Syrian official and academic

Mohammad Reda Jalkhi (محمد رضا جلخي) (Note: Also spelled "محمد رضى جلخي") is a Syrian official and academic. On 17 May 2025, he was appointed head of the National Commission for the Missing.

== Early life and education ==
He was born in Salqin, Idlib Governorate. He earned a PhD in international law at Idlib University in 2023.

== Career ==
He has held several administrative positions in higher education, including serving as Secretary of Idlib University since 2024, a member of the committee charged with running Damascus University, serving in the Faculty of Political Science and Media in Idlib University, and as Vice President of Idlib University for Administrative Affairs.

After the fall of the Assad regime, he was appointed Dean of the Faculty of Political Science at Damascus University in 2025.

On 6 February 2025, he was appointed to serve on the Board of Trustees of the Syrian Development Organization, formerly known as the Syrian Trust for Development.

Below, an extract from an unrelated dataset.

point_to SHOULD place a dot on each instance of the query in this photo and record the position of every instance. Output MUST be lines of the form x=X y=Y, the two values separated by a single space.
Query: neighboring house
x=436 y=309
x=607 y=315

On 18 February 2025, he was appointed chairman of the Board of Trustees of Syrian Virtual University by Minister of Higher Education Marwan al-Halabi.

On 2 March 2025, he was appointed a member of the committee tasked with drafting the Syrian Constitutional Declaration.

On 17 May 2025, he was appointed chairman of the National Commission for the Missing, an independent body tasked with investigating the fates of missing and forcibly disappeared persons.